Posted by Graeme Lyons , Saturday, 15 February 2014 06:16

So we all have are weak points, right? The one area that I have not been fastidious in keeping up to date and accurate with has been Hemiptera. That is until today. Last week I took on the role of county recorder for Heteroptera. Now for those out there that are not familiar wit the taxonomy of insects, bugs (or true bugs) are collectively known as Hemiptera. This order is split into a number of suborders. The classic bugs, such as shield bugs and ground bugs, fall into the order Heteroptera (this is what I will be covering). The hoppers used to be in the sub order Homoptera but this now has the awfully unpronounceable name of Auchenorrhyncha. Alan Stewart will continue to be the county recorder for these. Then you have psyllids  (Sternorrhyncha) which I haven't done anything with yet.

On my list I have previously just treated them to order with a total of 137 species of Hemiptera as of first thing this morning. For this group I have been keeping a paper checklist that I update as a I see new species but today I finally got around to updating this digitally and pulling everything together. I'm glad that I actually came out with 149 Hemiptera, in total being 132 Heteroptera and 17 Auchenorrhyncha, that from now on, on my list I will call true bugs and hoppers respectively. So I end the day on 4798 species, 12 species up. I'm glad to find that I was under-recording rather than over-recording!
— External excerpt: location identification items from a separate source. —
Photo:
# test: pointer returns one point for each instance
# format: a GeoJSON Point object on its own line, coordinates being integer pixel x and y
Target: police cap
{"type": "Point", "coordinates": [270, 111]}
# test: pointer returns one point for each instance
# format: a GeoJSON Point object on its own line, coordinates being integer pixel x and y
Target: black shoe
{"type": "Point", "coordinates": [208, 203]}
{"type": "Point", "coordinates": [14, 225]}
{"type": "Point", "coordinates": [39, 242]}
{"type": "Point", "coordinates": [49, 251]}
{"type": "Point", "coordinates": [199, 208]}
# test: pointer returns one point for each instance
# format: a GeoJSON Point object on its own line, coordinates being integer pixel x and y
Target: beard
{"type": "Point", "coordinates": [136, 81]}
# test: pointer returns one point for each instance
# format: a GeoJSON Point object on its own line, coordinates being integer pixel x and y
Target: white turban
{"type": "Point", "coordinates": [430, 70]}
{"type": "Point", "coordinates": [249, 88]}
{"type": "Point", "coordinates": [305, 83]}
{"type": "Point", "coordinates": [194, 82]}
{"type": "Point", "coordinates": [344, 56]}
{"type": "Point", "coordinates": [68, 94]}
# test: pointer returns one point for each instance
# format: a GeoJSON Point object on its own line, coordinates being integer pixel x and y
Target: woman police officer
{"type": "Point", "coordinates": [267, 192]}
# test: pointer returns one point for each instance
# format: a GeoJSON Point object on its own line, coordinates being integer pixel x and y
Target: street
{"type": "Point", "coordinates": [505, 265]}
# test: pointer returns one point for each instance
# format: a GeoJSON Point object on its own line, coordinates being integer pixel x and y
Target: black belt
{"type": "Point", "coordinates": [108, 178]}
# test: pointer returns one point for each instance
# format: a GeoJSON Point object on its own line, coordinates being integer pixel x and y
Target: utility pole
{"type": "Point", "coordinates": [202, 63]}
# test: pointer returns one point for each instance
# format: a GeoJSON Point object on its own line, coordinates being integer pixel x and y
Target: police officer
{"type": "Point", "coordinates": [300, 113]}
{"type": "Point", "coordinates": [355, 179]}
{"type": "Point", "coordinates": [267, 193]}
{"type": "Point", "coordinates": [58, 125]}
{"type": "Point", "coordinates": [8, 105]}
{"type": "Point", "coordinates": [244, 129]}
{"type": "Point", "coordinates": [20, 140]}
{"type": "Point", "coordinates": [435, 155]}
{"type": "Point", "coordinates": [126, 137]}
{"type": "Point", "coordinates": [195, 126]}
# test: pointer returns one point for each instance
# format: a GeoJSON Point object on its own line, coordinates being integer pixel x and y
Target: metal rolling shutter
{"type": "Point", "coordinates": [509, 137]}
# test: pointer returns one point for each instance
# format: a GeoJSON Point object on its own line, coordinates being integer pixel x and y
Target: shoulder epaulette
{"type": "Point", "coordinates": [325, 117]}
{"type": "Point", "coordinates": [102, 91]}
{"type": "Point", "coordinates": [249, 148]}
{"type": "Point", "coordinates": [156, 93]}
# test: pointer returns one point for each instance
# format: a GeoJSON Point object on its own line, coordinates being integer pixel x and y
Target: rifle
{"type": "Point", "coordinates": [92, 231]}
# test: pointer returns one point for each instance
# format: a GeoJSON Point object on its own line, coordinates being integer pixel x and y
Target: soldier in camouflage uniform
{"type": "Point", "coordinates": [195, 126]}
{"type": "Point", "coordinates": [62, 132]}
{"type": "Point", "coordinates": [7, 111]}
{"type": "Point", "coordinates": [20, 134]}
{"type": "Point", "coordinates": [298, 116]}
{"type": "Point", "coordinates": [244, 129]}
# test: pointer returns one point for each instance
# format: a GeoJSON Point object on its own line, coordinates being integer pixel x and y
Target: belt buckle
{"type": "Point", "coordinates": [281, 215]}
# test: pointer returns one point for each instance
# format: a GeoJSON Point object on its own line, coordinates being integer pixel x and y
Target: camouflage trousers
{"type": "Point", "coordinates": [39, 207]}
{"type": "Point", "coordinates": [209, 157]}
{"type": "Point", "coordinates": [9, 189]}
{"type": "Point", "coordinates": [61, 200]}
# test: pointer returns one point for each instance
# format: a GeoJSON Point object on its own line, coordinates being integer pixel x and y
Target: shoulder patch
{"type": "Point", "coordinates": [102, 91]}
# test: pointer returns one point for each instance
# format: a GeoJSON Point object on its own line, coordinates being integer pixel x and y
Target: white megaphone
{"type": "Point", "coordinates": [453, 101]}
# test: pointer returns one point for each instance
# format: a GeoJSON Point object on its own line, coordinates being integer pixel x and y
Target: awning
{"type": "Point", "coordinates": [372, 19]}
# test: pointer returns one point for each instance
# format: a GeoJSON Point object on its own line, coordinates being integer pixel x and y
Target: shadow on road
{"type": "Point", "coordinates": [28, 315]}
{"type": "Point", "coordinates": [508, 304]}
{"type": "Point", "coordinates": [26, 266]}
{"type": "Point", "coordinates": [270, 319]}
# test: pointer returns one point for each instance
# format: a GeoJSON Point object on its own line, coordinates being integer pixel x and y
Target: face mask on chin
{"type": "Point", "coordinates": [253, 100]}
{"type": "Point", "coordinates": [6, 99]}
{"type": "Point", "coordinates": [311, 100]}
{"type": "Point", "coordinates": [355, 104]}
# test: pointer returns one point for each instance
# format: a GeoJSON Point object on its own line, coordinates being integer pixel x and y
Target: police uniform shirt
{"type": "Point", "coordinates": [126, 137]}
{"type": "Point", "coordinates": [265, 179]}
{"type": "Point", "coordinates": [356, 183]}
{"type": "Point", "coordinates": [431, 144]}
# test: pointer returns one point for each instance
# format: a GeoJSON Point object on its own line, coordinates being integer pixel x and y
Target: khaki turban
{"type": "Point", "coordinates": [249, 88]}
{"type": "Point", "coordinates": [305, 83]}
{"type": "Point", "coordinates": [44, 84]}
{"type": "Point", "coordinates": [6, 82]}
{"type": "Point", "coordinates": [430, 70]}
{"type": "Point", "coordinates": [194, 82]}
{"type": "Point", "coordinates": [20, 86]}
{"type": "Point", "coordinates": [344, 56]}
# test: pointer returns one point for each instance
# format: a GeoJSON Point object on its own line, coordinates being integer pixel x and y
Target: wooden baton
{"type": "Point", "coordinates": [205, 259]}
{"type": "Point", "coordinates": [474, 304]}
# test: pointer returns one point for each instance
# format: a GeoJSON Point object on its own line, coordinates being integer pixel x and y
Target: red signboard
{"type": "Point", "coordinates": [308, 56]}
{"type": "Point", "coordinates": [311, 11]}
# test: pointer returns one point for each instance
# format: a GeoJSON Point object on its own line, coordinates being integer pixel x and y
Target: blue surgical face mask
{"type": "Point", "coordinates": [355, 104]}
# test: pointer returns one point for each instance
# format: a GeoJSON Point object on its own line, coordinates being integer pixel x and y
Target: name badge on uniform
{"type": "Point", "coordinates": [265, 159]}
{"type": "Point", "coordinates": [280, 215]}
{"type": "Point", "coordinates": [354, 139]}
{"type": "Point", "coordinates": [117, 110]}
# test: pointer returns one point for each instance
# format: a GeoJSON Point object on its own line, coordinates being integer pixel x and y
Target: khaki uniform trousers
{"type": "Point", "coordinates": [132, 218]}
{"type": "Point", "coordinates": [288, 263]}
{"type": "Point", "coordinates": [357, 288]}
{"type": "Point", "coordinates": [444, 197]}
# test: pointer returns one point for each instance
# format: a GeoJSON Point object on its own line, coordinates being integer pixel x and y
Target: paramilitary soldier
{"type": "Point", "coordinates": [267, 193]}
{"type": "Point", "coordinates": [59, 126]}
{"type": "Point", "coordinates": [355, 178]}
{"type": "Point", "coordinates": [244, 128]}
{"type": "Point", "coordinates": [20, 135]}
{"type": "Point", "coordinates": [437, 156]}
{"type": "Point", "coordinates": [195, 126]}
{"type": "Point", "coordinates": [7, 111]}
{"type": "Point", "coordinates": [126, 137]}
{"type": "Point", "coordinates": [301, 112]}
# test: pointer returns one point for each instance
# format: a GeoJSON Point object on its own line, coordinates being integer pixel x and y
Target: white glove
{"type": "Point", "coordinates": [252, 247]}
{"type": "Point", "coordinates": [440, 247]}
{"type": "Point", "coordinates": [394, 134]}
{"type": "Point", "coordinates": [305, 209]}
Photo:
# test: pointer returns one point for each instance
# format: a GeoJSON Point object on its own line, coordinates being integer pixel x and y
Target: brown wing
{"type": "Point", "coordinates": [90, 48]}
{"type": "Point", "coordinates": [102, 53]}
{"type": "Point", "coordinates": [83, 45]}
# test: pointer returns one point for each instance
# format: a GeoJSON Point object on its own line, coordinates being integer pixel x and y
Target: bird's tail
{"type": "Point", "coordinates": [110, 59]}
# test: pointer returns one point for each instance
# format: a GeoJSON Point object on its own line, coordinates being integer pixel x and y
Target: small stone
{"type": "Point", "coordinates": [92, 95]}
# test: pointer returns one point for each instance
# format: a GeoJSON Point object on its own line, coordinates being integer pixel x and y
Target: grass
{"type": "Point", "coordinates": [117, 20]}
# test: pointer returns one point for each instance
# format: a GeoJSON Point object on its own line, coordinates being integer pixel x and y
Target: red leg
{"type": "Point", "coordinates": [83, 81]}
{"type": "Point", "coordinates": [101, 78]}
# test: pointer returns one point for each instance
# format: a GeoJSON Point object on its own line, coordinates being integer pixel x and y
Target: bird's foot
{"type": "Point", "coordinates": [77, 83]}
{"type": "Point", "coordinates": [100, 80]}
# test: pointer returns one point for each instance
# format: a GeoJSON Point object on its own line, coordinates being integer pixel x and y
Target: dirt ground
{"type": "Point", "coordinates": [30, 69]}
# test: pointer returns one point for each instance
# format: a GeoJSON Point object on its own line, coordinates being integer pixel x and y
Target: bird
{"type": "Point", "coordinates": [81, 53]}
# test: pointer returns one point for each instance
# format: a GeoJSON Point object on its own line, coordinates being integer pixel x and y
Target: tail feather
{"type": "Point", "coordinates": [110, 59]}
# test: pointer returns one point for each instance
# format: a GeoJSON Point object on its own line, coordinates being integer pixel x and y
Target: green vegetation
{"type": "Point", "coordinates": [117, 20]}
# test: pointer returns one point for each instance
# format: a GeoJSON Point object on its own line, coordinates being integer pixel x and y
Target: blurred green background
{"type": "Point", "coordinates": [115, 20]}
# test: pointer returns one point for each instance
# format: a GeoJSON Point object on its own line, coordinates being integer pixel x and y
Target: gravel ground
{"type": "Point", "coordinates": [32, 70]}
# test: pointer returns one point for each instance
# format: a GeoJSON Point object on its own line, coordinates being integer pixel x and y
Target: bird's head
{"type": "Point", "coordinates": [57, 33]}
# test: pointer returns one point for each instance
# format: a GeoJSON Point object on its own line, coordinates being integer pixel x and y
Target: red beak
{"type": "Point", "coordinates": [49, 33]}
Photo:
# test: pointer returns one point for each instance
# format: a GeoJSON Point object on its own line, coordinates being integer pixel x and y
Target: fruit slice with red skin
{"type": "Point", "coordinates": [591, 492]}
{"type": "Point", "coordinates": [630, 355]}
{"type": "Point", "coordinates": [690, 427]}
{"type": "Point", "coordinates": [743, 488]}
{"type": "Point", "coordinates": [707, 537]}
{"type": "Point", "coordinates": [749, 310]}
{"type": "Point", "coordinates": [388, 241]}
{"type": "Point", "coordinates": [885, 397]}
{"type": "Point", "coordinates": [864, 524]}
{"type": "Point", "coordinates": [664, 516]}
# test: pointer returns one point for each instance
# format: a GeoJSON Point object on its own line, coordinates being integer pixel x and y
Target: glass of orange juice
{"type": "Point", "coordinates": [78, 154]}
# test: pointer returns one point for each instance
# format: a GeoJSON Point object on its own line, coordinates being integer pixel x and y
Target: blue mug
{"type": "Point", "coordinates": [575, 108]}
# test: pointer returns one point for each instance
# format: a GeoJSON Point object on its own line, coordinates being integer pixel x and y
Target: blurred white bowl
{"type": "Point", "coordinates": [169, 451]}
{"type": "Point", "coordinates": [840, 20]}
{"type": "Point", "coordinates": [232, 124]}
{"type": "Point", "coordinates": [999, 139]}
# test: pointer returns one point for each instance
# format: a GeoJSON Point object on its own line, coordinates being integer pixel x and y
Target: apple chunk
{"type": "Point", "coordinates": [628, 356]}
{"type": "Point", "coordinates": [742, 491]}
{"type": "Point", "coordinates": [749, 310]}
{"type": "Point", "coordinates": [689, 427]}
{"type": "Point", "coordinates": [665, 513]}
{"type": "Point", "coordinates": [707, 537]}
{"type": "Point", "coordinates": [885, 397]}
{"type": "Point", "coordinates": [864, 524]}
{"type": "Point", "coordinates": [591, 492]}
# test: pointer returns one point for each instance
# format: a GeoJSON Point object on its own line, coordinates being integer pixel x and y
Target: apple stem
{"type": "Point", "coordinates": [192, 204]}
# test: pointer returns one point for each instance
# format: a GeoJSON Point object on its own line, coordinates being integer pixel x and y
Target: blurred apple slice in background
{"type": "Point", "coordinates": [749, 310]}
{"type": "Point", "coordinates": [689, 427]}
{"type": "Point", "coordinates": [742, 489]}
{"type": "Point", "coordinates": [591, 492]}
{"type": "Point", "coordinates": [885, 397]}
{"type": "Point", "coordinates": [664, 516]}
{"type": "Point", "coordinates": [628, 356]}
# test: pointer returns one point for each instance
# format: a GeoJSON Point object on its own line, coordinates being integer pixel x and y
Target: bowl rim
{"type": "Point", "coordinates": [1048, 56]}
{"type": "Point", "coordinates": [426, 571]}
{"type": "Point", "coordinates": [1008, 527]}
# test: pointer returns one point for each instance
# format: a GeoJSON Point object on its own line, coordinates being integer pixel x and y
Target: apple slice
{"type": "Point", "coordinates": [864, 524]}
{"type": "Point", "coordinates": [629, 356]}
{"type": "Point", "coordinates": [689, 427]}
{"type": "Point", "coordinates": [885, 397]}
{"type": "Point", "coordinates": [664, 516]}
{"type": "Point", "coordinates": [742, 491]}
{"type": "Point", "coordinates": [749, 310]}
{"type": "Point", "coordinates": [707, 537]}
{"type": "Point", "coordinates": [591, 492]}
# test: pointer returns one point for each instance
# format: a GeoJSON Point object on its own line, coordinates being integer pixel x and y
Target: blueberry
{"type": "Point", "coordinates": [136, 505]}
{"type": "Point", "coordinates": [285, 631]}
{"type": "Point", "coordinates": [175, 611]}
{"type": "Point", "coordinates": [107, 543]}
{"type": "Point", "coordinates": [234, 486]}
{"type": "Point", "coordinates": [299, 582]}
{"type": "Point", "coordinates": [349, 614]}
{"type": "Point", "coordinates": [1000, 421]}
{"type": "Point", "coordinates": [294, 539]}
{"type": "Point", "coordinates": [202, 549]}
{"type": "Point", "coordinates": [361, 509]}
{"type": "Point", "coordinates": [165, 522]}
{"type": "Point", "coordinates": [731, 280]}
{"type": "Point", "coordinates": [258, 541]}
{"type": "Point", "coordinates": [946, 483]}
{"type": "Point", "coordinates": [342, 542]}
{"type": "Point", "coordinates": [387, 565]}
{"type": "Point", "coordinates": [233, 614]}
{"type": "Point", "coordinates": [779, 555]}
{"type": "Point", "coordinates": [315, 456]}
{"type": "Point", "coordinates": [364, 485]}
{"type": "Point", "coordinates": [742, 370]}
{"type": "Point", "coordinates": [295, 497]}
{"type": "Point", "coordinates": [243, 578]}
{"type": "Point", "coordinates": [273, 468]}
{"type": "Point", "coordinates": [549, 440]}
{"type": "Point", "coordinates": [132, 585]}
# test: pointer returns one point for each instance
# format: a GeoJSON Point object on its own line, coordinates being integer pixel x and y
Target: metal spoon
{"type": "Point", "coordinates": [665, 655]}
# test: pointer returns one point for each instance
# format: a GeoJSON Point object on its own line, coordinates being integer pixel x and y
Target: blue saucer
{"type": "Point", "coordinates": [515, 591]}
All the gaps are filled in and the missing species added to Recorder.

Of the 583 species of Heteroptera on the systematic list on British Bugs, I have seen only 132, just 22.6% of the fauna. Plenty of room to for improvement which is great as far as I am concerned. I searched my photo archive for a species that had slipped through the net and this was all I could find. It's the Nb Dicranocephalus medius, a bug that feeds on Wood Spurge that I saw at Rewell Wood in 2009 but have not seen since. So the first thing I need to do as county recorder now I have sorted my own bug business, is do the same for East and West Sussex and find out what the county list is, then I'll be in a better position to write an article about it for next year's Adastra and start doing some of the more fun stuff! Like trying to fill in the gaps and promoting bug recording. That leaves me with just one question that is best asked by Hudson from Aliens:

"Is this gonna be stand up fight, sir, or another bug hunt?"